Here's what actually issued. On June 11, 2024, Intel Corporation was granted US12008067B2, "Sparse matrix multiplication acceleration mechanism," inventors including Subramaniam Maiyuran and Jorge Parra. The CPC codes are arithmetic-and-dataflow: G06F 17/16 (matrix operations), G06F 7/4876, G06F 9/3001, plus memory code G06F 13/1673.
The mechanism is exploiting zeros. Many of the matrices in modern neural networks are sparse — full of zero-valued weights or activations, often deliberately, through pruning. Multiplying by zero wastes time and energy. A sparse matrix-multiplication accelerator skips the zeros: it stores only the nonzero entries and routes the hardware to compute only the products that matter. Done right, that turns sparsity into real speedups instead of wasted cycles.
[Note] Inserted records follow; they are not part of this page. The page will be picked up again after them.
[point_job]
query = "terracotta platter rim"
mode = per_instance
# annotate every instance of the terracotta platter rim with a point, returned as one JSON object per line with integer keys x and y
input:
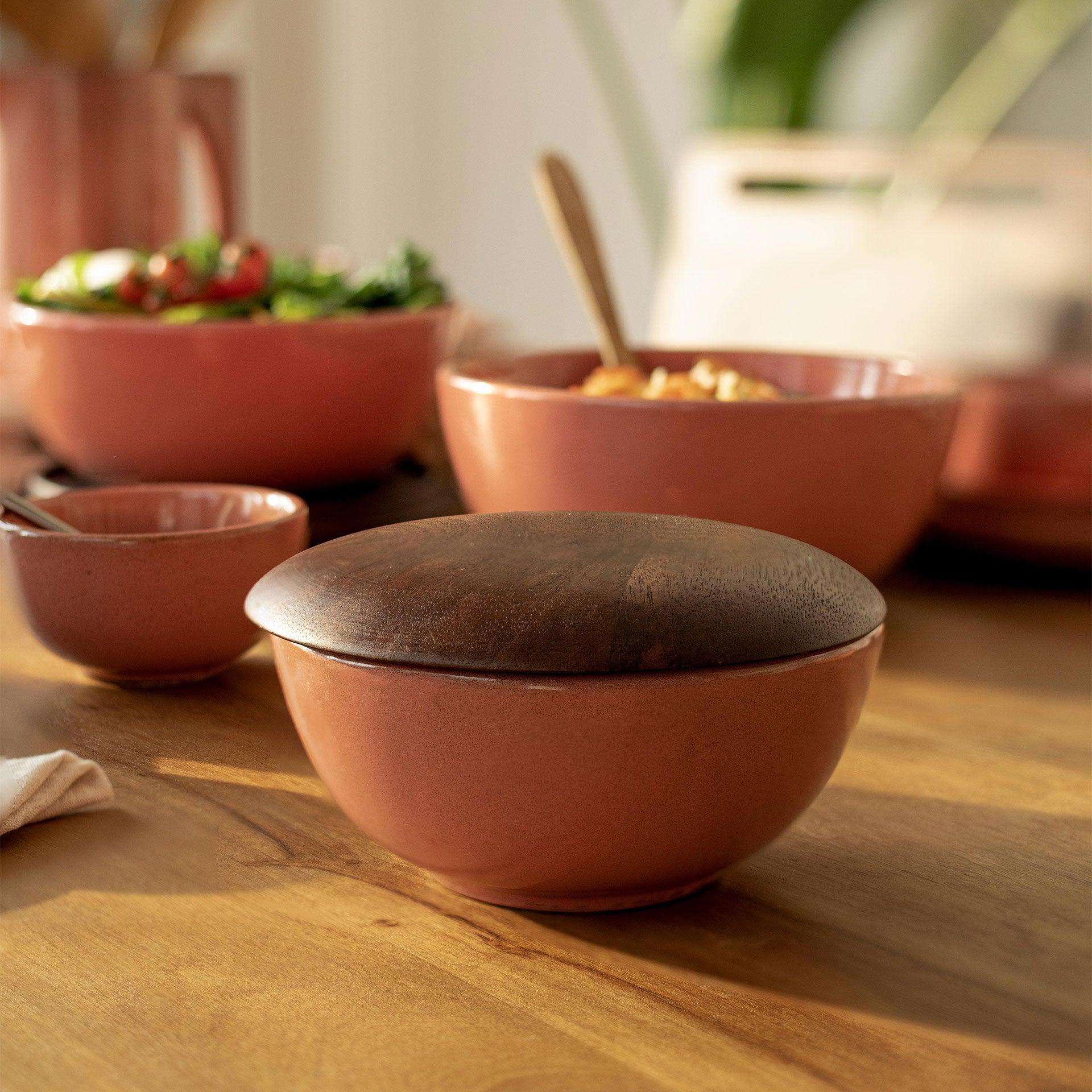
{"x": 122, "y": 537}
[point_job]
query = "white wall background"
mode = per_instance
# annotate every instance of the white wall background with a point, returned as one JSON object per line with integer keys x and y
{"x": 369, "y": 122}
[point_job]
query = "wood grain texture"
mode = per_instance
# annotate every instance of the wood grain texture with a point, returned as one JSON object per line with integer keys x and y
{"x": 224, "y": 928}
{"x": 569, "y": 592}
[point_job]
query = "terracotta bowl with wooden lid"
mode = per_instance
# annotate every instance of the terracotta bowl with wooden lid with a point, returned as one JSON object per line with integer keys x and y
{"x": 850, "y": 464}
{"x": 572, "y": 711}
{"x": 151, "y": 591}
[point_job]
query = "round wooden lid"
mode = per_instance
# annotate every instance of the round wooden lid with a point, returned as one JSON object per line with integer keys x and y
{"x": 566, "y": 592}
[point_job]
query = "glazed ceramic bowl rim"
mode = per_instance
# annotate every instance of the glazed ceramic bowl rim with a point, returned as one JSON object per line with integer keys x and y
{"x": 299, "y": 509}
{"x": 942, "y": 388}
{"x": 546, "y": 680}
{"x": 30, "y": 315}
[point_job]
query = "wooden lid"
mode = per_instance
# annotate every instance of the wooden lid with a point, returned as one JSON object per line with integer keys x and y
{"x": 566, "y": 592}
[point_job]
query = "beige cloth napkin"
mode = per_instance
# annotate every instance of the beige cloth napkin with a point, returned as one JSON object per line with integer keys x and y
{"x": 43, "y": 787}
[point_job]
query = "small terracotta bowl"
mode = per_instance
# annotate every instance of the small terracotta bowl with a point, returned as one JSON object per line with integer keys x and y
{"x": 152, "y": 591}
{"x": 851, "y": 468}
{"x": 123, "y": 399}
{"x": 572, "y": 711}
{"x": 576, "y": 792}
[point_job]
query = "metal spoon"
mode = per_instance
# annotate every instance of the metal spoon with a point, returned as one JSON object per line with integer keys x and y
{"x": 31, "y": 512}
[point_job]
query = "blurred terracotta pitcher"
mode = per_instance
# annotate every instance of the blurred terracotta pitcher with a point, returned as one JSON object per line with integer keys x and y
{"x": 92, "y": 160}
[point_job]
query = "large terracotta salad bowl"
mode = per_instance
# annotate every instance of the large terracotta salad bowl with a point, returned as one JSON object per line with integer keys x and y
{"x": 218, "y": 362}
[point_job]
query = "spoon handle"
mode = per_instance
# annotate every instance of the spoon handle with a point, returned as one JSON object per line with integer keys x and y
{"x": 31, "y": 511}
{"x": 567, "y": 214}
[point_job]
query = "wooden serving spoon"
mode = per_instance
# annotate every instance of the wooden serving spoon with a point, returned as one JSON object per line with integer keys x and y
{"x": 13, "y": 503}
{"x": 567, "y": 214}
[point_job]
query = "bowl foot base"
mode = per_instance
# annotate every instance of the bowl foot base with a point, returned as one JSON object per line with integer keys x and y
{"x": 577, "y": 902}
{"x": 149, "y": 682}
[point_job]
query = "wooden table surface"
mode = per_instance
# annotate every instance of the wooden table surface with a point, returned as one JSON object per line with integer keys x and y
{"x": 925, "y": 925}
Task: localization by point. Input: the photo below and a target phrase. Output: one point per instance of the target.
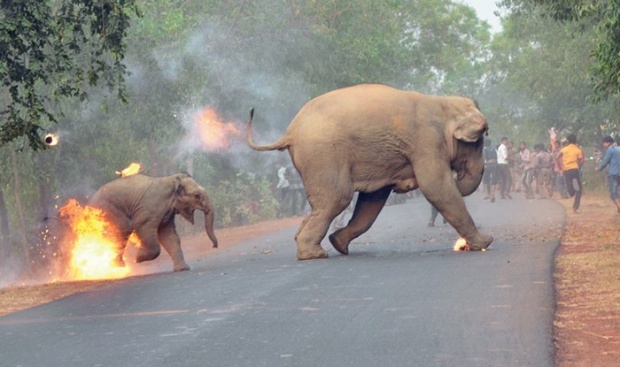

This is the natural next move after dense matrix-multiply hardware: once you've made the full computation fast, you attack the redundant part of it. For Intel, whose accelerators compete on throughput per watt, owning a sparse-multiply mechanism protects an efficiency lever that becomes more valuable as models get larger and sparser.
On scope: granted B2, enforceable, but the claims describe a specific sparse-multiplication acceleration mechanism. Sparsity and sparse linear algebra are broad, well-studied fields; what's fenced is Intel's particular hardware mechanism. The arithmetic CPCs and claim 1 set the boundary.
The takeaway: US12008067B2 pairs naturally with the dense matrix-multiply grants in the record — together they show the silicon vendors patenting both halves of the accelerator story: do the math fast, then skip the math you don't need.